Along this episode I'll go through the process of creating the ultimate pie with flaky crust, soft filling and beautiful lattice on top.
A pie doesn't require many ingredients to be made but every single one of them is very important:
The fat: The most important ingredient in the crust. Butter is the best option because it provides great flavor, elasticity and flakiness. It doesn't melt as easily because it contains less water in its components as opposed to margarine. Margarine has only 35% butterfat so most of its components are liquids. Liquids are not welcomed in a dough such as the pie crust because it makes the dough fragile (hard to roll out) and tough as well. Besides all these reasons margarine is something created in a lab and no one will ever convince me that it's healthier than a natural ingredient such as butter. Just few years ago the food industry found out that trans fats were true poison to our health so it could take them another 20 years to find out the true about margarine.
The thickening agent in the filling: The most common is cornstarch. Cornstarch is a very powerful thickening agent but it makes you pay the price: it impacts the flavor of the thickened ingredient a lot. In case of the fruits it lacks all the tartness from it and creates an uniform not exiting flavor. Flour is less powerful as a thickening agent because flour is composed of many components such as protein so you'd need a lot of flour to to thicken something and the result is always a gummy texture and a raw flour taste.

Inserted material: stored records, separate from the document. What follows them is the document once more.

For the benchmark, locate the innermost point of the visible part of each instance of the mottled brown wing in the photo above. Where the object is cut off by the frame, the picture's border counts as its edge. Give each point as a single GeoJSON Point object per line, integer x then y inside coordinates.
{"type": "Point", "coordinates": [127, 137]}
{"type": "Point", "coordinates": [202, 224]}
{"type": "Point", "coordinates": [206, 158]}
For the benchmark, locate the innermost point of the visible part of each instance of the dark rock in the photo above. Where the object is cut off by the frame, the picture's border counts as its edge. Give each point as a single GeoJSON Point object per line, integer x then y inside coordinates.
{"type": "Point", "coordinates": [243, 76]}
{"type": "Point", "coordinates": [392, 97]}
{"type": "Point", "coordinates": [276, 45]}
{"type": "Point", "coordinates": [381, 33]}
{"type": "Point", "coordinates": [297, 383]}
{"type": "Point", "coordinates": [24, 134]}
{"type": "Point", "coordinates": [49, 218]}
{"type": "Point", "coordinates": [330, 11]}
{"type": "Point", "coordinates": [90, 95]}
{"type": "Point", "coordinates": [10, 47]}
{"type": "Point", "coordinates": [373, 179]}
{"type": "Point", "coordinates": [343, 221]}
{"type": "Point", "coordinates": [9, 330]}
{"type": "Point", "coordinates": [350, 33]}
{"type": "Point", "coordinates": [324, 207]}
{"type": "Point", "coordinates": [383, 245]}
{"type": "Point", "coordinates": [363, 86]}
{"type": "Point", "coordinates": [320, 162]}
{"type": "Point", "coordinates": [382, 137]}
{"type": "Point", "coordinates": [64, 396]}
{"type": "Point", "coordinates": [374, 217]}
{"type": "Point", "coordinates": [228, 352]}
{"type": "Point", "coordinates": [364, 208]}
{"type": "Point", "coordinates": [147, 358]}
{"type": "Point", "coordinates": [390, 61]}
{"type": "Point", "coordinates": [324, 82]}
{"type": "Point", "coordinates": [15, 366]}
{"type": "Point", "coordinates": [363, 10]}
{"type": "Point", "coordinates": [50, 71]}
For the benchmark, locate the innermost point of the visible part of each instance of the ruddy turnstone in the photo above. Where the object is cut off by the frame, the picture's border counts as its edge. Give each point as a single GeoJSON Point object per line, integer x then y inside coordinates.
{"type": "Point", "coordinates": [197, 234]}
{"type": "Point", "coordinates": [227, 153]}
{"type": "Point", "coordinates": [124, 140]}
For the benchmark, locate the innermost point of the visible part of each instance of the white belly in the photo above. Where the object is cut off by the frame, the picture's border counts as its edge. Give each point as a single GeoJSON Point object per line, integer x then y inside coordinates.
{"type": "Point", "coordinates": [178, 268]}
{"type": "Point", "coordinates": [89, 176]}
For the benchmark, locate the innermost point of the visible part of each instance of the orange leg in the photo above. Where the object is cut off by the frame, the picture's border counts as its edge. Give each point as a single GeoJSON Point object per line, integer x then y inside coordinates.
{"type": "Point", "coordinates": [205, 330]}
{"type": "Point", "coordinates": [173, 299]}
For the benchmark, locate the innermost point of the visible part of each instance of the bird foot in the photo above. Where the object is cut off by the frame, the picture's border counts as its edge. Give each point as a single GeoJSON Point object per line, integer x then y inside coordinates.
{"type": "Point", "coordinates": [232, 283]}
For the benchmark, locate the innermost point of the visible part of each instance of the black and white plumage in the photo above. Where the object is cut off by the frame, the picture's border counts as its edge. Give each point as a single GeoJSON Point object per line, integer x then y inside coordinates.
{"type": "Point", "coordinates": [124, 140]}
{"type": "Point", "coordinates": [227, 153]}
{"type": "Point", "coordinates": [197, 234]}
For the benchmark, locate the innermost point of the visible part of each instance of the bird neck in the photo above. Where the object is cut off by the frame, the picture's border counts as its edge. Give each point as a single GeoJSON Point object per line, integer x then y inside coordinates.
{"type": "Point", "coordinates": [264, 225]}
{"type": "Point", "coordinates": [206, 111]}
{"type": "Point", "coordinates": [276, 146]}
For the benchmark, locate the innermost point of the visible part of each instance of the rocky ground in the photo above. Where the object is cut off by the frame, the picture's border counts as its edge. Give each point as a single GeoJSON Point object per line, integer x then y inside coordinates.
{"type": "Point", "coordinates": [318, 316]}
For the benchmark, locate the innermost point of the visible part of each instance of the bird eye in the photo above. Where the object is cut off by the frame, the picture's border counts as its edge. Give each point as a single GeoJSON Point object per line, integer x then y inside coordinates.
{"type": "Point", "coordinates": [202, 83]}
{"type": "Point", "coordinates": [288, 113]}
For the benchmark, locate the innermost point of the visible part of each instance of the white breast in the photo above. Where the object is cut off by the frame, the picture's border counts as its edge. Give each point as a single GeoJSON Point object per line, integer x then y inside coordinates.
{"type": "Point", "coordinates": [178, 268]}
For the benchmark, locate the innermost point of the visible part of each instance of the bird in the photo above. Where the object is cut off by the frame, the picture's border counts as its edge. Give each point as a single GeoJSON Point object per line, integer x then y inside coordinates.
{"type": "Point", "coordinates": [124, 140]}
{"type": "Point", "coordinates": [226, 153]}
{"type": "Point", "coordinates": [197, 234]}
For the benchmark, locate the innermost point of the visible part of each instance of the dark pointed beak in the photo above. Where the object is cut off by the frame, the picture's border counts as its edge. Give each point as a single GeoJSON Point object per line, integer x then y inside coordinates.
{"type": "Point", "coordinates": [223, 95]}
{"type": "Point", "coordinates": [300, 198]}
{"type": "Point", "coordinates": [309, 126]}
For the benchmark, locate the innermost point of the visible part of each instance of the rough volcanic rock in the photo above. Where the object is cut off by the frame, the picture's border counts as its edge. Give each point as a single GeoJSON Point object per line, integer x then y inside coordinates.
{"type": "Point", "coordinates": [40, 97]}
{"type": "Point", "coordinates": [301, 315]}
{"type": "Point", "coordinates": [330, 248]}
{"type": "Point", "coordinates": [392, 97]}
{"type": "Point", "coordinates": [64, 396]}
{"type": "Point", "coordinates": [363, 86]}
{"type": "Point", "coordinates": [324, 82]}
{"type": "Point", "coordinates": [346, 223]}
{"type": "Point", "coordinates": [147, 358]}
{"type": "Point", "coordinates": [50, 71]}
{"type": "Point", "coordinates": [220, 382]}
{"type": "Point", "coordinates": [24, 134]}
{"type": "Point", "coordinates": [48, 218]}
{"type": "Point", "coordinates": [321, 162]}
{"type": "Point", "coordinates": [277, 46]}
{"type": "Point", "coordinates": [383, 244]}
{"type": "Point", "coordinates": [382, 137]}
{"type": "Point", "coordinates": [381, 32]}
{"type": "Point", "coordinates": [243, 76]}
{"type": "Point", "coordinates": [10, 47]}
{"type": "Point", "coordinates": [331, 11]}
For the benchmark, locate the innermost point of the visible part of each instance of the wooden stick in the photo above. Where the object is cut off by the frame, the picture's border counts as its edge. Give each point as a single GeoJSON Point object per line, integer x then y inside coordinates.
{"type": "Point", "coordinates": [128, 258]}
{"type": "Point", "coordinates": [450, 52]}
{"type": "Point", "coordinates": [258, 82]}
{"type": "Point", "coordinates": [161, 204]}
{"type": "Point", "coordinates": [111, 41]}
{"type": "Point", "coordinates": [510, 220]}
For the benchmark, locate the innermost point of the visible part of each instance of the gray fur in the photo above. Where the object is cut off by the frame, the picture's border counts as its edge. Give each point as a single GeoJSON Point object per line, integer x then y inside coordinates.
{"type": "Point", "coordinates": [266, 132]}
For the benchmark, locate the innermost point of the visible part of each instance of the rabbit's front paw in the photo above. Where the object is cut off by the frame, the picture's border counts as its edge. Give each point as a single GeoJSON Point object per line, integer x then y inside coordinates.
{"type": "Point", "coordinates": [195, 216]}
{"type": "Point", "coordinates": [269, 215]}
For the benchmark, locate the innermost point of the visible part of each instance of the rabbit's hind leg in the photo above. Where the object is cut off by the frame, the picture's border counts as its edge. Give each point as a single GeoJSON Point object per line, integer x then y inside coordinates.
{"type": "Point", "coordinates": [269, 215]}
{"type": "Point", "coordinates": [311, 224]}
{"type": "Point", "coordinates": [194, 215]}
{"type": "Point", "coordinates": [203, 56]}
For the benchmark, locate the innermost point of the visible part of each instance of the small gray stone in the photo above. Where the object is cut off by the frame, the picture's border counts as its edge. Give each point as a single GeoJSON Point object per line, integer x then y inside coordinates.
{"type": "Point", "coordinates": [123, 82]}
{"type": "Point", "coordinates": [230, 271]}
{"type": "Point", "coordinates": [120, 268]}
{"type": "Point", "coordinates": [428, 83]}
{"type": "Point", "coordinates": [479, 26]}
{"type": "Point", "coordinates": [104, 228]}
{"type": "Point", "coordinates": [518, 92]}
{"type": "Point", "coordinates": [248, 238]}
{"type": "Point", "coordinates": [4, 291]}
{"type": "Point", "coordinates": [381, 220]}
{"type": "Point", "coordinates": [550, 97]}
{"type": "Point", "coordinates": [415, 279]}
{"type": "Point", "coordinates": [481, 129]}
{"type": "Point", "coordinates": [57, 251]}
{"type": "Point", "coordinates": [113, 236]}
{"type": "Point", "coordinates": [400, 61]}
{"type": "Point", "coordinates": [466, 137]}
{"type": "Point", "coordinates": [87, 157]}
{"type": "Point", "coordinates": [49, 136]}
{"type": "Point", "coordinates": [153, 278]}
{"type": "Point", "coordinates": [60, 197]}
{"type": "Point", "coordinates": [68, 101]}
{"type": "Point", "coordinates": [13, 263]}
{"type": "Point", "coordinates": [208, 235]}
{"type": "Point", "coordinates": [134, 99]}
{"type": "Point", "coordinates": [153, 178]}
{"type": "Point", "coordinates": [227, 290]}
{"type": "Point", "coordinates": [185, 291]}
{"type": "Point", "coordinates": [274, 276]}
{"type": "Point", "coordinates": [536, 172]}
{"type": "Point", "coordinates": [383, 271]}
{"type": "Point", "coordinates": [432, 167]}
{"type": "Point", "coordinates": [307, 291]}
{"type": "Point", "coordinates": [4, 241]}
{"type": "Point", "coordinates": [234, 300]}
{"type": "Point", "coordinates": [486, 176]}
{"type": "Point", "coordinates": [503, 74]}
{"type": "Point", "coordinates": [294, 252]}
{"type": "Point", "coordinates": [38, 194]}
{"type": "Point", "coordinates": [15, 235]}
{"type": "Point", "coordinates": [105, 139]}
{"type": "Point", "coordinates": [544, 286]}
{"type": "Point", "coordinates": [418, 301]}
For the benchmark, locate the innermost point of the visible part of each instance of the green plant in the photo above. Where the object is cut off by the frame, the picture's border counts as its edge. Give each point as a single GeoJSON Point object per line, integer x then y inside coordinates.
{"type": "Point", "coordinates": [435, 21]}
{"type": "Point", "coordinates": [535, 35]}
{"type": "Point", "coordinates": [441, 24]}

The best thickening agent for pie filling is potato starch. It will maintain the flavor of the fruits intact but help the juices thicken up to allow a slice to be served to perfection without running juices all over.
The temperature: To me the third most important step in the process of making a pie. In the beginning the ingredients should be cold to avoid the development of the gluten inherent in the protein of the flour. When the pie is ready to bake the oven should be preheated at 500f and the pie should be placed in the lower rack. The drastic temperature change will crisp up the crust. After it browns on top it should be baked for an extra 35min or until the filling starts to bubble.
3 cups all purpose flour
2 tbsp granulated sugar
1 tsp salt
240g butter (17 tbsp or two sticks + 3 tbsp)
6-8 tbsp cold water or cold natural food coloring (I used blackberry juice)
30 oz fresh blueberries (850g)
1 cup granulated sugar
pinch of nutmeg and a pinch of all spice (can be substituted for cinnamon)
zest of 1/2 lemon
2 tbsp lemon juice
4 tbsp potato starch
makes one 9" pie
Now, excuse me that I'll welcome myself again in my new kitchen by eating another piece of this classic!